This repository contains a segmentation model for segmenting different part of a document. The model segments unified text parts and classifies them into typewritten and handwritten classes. In addition to this, the model segments tabular sections, pictures and signatures in a document. This model is most likely not production ready and might need some finetuning on your own data.
The model uses Yolov5m model developed by Ultralytics. Installation guide can be found from https://github.com/ultralytics/yolov5. A separate virtual environment is recommended for the installation. You can create a conda virtual environment by following commands.
conda create -n yolo python=3.7
conda activate yolo
This section explains how you can train a yolov5 model. You can train by using the Ultralytics models or you can further train with the provided model. The provided model is already trained on roughly 1100 document images and can perform reasonably well.
First, you need to prepare your dataset. Our model uses 5 different classes: "typewritten", "handwritten", "signature", "table" and "image". If you decide to use Ultralytics models and train from "scratch", feel free to choose your own classes also outside of the scope provided here.
Then you need annotated data. This link (https://docs.ultralytics.com/yolov5/tutorials/train_custom_data/) provides information about that. The yolo models use yolo annotation format.

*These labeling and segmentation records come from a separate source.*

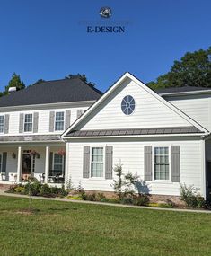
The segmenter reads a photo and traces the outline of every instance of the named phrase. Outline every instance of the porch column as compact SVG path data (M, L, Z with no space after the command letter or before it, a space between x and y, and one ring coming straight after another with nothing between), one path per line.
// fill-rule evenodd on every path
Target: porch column
M18 147L17 182L22 181L22 146Z
M46 146L46 160L45 160L45 183L48 181L48 175L49 175L49 146Z

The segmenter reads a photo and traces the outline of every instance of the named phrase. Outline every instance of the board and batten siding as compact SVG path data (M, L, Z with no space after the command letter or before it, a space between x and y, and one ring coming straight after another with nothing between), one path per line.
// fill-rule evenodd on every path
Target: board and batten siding
M4 134L2 133L0 136L4 136L4 135L11 135L11 136L17 136L20 135L20 114L34 114L38 115L38 126L36 128L34 128L34 132L27 133L27 134L50 134L49 133L49 113L50 111L55 111L55 112L60 112L64 111L65 112L65 122L66 119L68 118L68 121L70 124L75 121L77 119L77 110L83 110L84 111L87 109L88 107L77 107L77 108L67 108L67 109L50 109L50 110L25 110L25 111L10 111L10 112L2 112L0 113L3 115L9 115L9 129L8 133ZM70 113L67 117L66 115L66 110L67 110L68 113ZM35 119L35 117L34 117ZM22 124L23 125L23 124ZM22 127L23 128L23 127ZM66 128L66 123L65 123L65 128ZM61 134L63 131L57 131L57 132L51 132L51 133L56 133L56 134ZM24 134L24 133L22 133Z
M165 97L165 99L211 131L211 94Z
M84 146L113 146L113 166L122 164L125 173L131 172L140 176L144 180L144 147L145 146L180 146L180 182L187 185L194 184L195 187L202 190L201 181L201 148L200 141L185 140L185 141L136 141L126 142L123 139L112 142L70 142L68 143L68 169L66 176L71 177L75 186L79 182L84 190L113 191L112 180L105 179L84 179L83 178L83 152ZM170 157L171 159L171 157ZM171 165L171 163L170 163ZM171 169L171 168L170 168ZM170 173L170 177L171 177ZM114 178L114 177L113 177ZM151 194L174 195L180 196L179 182L152 181L146 182ZM200 191L200 190L199 190Z
M126 95L131 95L136 102L136 110L130 116L126 116L121 110L121 101ZM76 128L89 130L186 126L191 125L140 85L127 79Z

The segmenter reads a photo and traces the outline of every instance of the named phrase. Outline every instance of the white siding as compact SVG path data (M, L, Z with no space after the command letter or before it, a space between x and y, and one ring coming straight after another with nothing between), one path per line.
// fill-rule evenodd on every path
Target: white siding
M33 132L27 132L27 133L19 133L19 118L20 113L27 114L27 113L39 113L39 123L38 123L38 132L36 135L43 135L43 134L62 134L64 131L56 131L53 133L49 132L49 112L50 111L66 111L67 110L71 110L71 119L70 124L75 122L77 119L77 110L86 110L88 107L77 107L77 108L55 108L55 109L45 109L45 110L22 110L22 111L10 111L10 112L2 112L0 115L9 114L9 134L6 136L17 136L17 135L33 135ZM66 116L66 115L65 115ZM0 134L0 136L4 136L4 133Z
M138 139L137 139L138 140ZM72 182L77 186L79 182L85 190L112 191L112 181L105 179L83 179L83 148L90 146L113 146L113 164L122 164L125 172L131 172L144 179L144 146L153 146L171 145L180 146L181 183L194 184L202 189L201 181L201 148L200 141L175 140L175 141L107 141L103 142L70 142L68 143L68 169L66 174ZM147 182L151 194L180 196L180 184L170 181L154 181Z
M211 162L211 139L206 140L206 160Z
M211 95L166 97L175 107L211 131Z
M121 101L131 95L136 110L130 116L121 111ZM78 128L106 129L191 126L160 100L127 79L108 97Z

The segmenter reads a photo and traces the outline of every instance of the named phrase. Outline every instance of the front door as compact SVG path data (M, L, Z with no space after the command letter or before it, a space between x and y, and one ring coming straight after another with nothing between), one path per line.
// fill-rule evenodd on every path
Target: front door
M22 154L22 180L27 180L31 174L31 155L29 154Z
M211 190L211 162L207 162L206 180L208 190Z

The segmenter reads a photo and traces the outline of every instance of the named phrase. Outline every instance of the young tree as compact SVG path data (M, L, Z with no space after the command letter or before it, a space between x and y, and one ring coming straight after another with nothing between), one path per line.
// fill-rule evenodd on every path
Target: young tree
M68 75L67 76L65 77L66 79L71 79L71 78L80 78L82 81L84 81L84 83L86 83L87 84L91 85L91 86L95 86L94 83L89 82L87 80L87 77L84 74L77 74L77 75Z
M16 73L13 73L11 80L7 86L5 86L5 91L3 93L4 94L8 94L8 91L10 87L16 87L17 90L22 90L25 88L25 84L22 81L21 81L21 77Z
M187 52L170 72L147 84L153 89L180 86L211 87L211 47Z

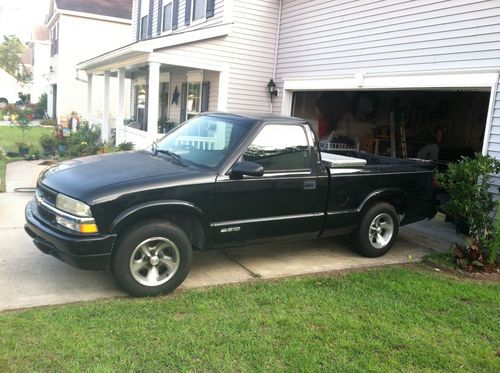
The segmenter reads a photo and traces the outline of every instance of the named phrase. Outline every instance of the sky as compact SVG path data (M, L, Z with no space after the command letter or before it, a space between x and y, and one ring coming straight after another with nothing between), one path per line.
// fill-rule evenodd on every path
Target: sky
M49 12L49 0L0 0L0 41L3 35L30 40L31 28L43 24Z

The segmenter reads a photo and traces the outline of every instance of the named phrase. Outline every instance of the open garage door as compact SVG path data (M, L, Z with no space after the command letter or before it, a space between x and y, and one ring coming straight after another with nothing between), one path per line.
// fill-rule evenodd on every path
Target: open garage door
M296 91L292 115L333 147L447 163L483 147L488 89Z

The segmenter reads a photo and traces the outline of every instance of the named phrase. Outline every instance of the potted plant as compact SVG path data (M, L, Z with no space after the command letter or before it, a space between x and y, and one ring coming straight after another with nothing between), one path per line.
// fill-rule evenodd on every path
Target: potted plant
M492 176L498 173L500 161L478 153L474 158L462 157L451 163L446 172L438 175L439 185L450 197L443 205L444 211L455 220L465 221L467 234L482 251L488 251L493 244L495 202L490 188Z
M171 122L167 117L158 119L158 133L167 133L175 127L175 123Z

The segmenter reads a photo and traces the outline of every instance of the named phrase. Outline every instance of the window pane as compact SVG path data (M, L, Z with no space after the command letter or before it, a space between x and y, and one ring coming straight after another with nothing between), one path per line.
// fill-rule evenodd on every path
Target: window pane
M201 104L201 83L189 83L186 110L190 113L199 113L200 104Z
M163 7L163 31L172 29L172 3Z
M193 20L201 19L205 17L205 6L207 0L194 0L193 1Z
M144 16L141 19L141 39L146 39L148 37L148 16Z
M310 168L306 134L302 127L294 125L265 126L243 158L261 164L265 172Z

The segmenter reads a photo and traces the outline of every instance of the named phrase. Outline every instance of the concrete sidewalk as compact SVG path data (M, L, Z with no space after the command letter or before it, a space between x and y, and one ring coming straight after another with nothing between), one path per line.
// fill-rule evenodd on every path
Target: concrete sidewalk
M9 166L11 190L34 186L39 165L16 162ZM108 272L70 267L33 245L23 229L24 206L31 198L32 193L0 194L0 310L124 296ZM439 245L444 245L442 240ZM356 254L346 237L195 252L193 267L181 288L407 263L439 245L403 227L395 247L373 259Z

In addition to training data, you are going to need to create a yaml file, that describes where the training data is located and the classes used in training. You can find an example yaml found in this repository.

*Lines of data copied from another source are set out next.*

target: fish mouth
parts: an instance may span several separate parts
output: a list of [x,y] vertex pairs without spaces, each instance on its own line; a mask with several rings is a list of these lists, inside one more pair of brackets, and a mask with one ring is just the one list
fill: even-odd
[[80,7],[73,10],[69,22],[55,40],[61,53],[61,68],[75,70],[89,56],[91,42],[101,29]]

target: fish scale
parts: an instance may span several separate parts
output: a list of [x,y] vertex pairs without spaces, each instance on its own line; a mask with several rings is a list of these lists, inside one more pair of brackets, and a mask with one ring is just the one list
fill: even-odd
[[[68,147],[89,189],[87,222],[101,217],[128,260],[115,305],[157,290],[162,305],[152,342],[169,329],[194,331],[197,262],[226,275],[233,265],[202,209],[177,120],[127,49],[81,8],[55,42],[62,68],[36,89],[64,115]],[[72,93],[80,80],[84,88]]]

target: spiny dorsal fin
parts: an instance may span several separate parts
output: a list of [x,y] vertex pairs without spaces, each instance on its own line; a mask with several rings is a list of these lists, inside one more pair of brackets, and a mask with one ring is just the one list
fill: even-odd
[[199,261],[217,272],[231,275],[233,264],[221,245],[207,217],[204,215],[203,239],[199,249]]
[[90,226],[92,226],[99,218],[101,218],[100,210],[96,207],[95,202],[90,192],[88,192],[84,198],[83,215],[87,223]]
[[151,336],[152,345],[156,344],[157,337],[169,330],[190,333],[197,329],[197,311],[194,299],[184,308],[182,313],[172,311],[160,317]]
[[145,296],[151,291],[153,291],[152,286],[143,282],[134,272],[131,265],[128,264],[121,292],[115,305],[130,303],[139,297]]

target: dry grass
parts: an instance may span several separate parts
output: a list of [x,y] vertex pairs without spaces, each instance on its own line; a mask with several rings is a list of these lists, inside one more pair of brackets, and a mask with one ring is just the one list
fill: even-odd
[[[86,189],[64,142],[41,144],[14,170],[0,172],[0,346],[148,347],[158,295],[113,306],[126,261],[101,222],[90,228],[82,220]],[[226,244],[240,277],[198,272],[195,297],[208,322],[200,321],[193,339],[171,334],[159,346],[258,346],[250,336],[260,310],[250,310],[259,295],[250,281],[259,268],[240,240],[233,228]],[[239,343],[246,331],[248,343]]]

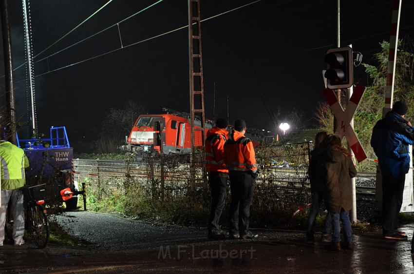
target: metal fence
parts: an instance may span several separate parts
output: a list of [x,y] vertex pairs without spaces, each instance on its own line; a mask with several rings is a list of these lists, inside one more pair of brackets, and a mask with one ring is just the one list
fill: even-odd
[[[293,210],[309,200],[307,172],[311,145],[306,142],[256,148],[260,173],[254,210],[263,213],[286,208]],[[210,195],[204,160],[202,153],[149,157],[139,162],[133,158],[76,159],[75,179],[78,183],[87,182],[94,191],[101,190],[110,195],[114,190],[121,192],[133,190],[133,196],[159,200],[164,204],[192,198],[206,209]]]

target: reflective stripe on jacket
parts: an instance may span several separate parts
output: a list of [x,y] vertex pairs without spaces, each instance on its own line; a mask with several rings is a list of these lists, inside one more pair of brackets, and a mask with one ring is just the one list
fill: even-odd
[[25,158],[21,148],[9,142],[0,142],[1,180],[24,179]]
[[223,147],[228,136],[224,129],[214,127],[207,132],[206,139],[206,168],[207,172],[223,172],[228,171],[224,163]]
[[253,143],[235,130],[224,145],[224,160],[229,171],[257,171]]

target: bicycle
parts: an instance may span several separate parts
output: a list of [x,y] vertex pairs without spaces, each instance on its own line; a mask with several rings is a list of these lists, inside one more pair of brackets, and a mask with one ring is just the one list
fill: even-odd
[[[24,197],[25,212],[24,229],[39,249],[44,248],[49,241],[49,222],[46,215],[46,210],[43,206],[48,198],[50,191],[46,184],[23,188]],[[6,235],[13,240],[13,220],[11,218],[11,207],[8,207],[4,228]]]

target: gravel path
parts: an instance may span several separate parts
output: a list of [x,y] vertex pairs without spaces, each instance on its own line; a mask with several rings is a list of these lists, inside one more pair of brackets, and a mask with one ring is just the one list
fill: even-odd
[[110,249],[145,249],[194,242],[211,243],[204,230],[151,225],[88,211],[68,212],[56,215],[56,218],[71,234]]

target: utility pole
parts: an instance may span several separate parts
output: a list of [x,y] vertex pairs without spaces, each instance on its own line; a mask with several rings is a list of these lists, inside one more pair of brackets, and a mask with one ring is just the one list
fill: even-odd
[[[402,0],[393,0],[392,3],[392,16],[391,29],[390,36],[390,49],[388,54],[388,65],[387,67],[387,83],[385,88],[385,100],[382,109],[382,117],[391,110],[394,100],[394,85],[395,82],[395,64],[397,59],[398,32],[401,15]],[[403,204],[401,212],[413,211],[413,202],[414,200],[413,193],[413,147],[409,146],[410,154],[410,169],[406,174],[405,183],[403,198]],[[376,166],[376,187],[375,204],[378,209],[382,210],[382,175],[379,165]],[[408,202],[407,202],[408,201]],[[410,209],[408,207],[410,207]]]
[[227,123],[228,123],[228,96],[227,97]]
[[[352,45],[349,45],[349,46],[351,48],[352,48]],[[354,65],[353,60],[350,60],[350,62],[353,63],[352,65]],[[351,97],[352,96],[352,94],[354,93],[354,85],[351,86],[351,87],[346,89],[346,102],[347,105],[349,103],[349,100],[351,99]],[[351,127],[352,129],[354,129],[354,117],[353,117],[352,119],[351,119],[351,122],[349,123],[349,124],[351,125]],[[352,159],[352,162],[354,164],[355,164],[355,155],[354,154],[354,152],[352,151],[352,149],[351,148],[351,144],[349,143],[349,141],[347,141],[347,144],[348,145],[348,151],[349,153],[349,156],[351,157],[351,158]],[[351,210],[351,215],[350,216],[350,218],[351,219],[351,223],[354,223],[358,221],[358,219],[357,218],[357,185],[356,182],[355,181],[355,177],[351,178],[351,181],[352,183],[352,209]]]
[[213,98],[213,118],[216,120],[216,80],[214,80],[214,88]]
[[162,122],[157,121],[156,123],[157,130],[158,131],[157,134],[157,142],[160,144],[160,165],[161,168],[161,201],[164,201],[164,191],[165,191],[165,179],[164,179],[164,138],[163,137],[163,130],[164,129],[164,125]]
[[23,19],[24,24],[24,40],[26,42],[26,55],[27,57],[27,76],[29,78],[29,90],[30,92],[30,102],[32,105],[32,129],[35,137],[38,137],[37,121],[36,121],[36,106],[35,101],[35,77],[32,66],[32,48],[30,44],[29,24],[27,20],[27,10],[26,0],[22,0],[23,6]]
[[[203,78],[203,59],[201,54],[201,26],[200,0],[188,0],[188,59],[189,59],[190,116],[191,123],[191,152],[195,151],[195,131],[201,131],[202,148],[206,137],[206,117],[204,113],[204,87]],[[196,117],[201,126],[195,128]]]
[[[1,31],[3,37],[3,55],[4,59],[5,78],[6,104],[7,115],[6,122],[8,124],[8,138],[10,142],[17,145],[16,137],[16,115],[15,105],[14,87],[13,86],[13,68],[12,62],[12,39],[9,22],[9,3],[8,0],[1,0]],[[4,126],[6,125],[2,125]]]
[[[191,183],[195,182],[195,132],[201,135],[201,149],[204,151],[206,140],[206,116],[204,113],[204,87],[203,78],[203,58],[201,54],[201,20],[200,0],[188,0],[188,59],[189,61],[190,119],[191,153],[190,154]],[[196,128],[196,117],[200,119],[200,126]],[[205,175],[207,175],[203,169]],[[203,176],[206,178],[207,176]]]
[[[340,47],[340,0],[337,0],[336,6],[336,27],[337,27],[337,47]],[[340,105],[341,90],[336,90],[337,97],[338,98],[338,102]],[[336,118],[334,117],[334,132],[337,131],[338,122]]]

Ultralytics provides multiple models and you can find their specifications here: https://github.com/ultralytics/yolov5#pretrained-checkpoints.
Once you have your training data and your yaml file ready, you can start training. This can be done by following command.
python train.py --data '/path/to/yaml/file/doc_segment.yaml' --epochs 300 --weights '' --cfg yolov5m.yaml --batch-size 40
The process before training with our model is pretty much the same as with Ultralytics models. The only difference is that you should use our provided yaml file with our defined classes (NB! you can change the paths to the training and validation data) and define the path to our pretrained model in the training script command. An example is provided below.
python train.py --data '/path/to/yaml/file/doc_segment.yaml' --epochs 300 --weights '/path/to/pretrained/model/model.pt' --batch-size 40
├──yolov5
├──datasets
| ├──images
| | ├──train
| | ├──validation
| └──labels
| | ├──train
| | ├──validation
Ultralytics repository has a function for inference.
python detect.py --weights '/path/to/model/folder/model.pt' --source '/path/to/image/folder/'
If you are using our pretrained model, you could benefit from using and keyword argument called --conf-thres
. This sets the confidence threshold. An optimal value for confidence threshold is 0.35. Below is and example of this.
python detect.py --weights '/path/to/model/folder/model.pt' --source '/path/to/image/folder/' --conf-thres 0.35
The model is trained to predict in Finnish language. In inference you can change the language of predictions in the following way:
#load model
model = torch.hub.load('/path/to/yolov5/','custom', path='/path/to/model.pt',force_reload=True,source='local')
# change names of the classes
model.names = {0:'typewritten', 1:'handwritten', 2:'signature', 3:'image', 4:'table'}
# predict
results = model('/path/to/img.jpg')
results.show()